The Bible affirms this truth very clearly. It shows that the wicked sometimes prosper, and the righteous at times suffer greatly. So, we cannot label anyone as sinful or upright based on the extent of suffering — or lack thereof.
The argument of Jesus is incredibly significant to all of us. We cannot think that we are better people in God’s sight because we have not suffered and died. Those who were massacred by the Roman troops, those who died when the tower in Siloam fell, and those who lost their lives in the crashes may have been upstanding citizens. But in their relationship to God, none of them was innocent, and the same is true for us.

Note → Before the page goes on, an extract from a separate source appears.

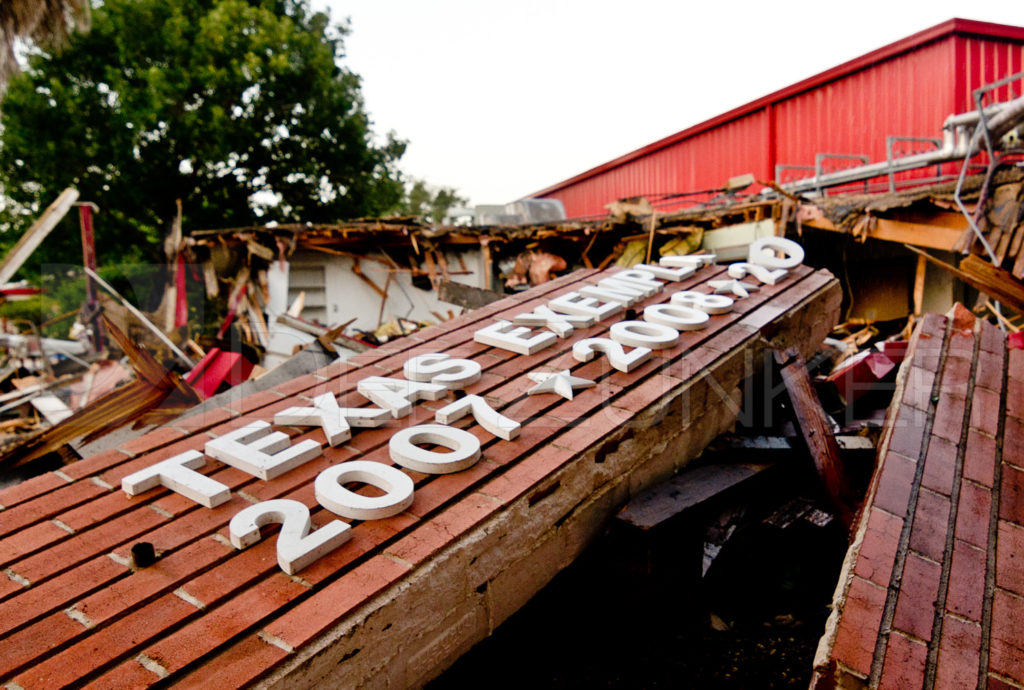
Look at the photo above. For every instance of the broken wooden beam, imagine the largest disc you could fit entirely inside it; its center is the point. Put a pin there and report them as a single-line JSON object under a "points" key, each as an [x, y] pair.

We are all sinful in God’s sight and deserving of judgment. Jesus was saying, “Instead of asking Me why a good God allowed these tragedies, you should be asking why your own life was spared.” He was communicating a profound truth that there is ultimately no such thing as an innocent person — except Himself. We should be amazed at the grace of God that every flight that takes off doesn’t crash, and suicide bombers don’t strike our cities every day.
This is in no way to trivialise the pain experienced by the people who lost their dear ones. Our hearts and prayers ought to go out to the victims of any calamity that takes place anywhere in the world. But every time a tragedy strikes, as painful as it is, we must pause to realise that the catastrophe didn’t befall us because God is giving us time to repent! And if you do not repent, “you will all likewise perish!”
How can we cope with tragedies in this world? Only by recognising God’s eternal purpose behind them
There is something ghastly about the way their lives came to an end, in that none of them were anticipating that kind of an end. But the same will be true of us too — and only repentance can make us ready to meet God.
What’s more, a deep trust in God helps us see things from the eternal perspective. We can cope with tragedies in this world only by recognising God’s eternal purpose behind them, and by appreciating His grace in rescuing us from the ultimate catastrophe — the collapse of the tower of His final judgment on our heads.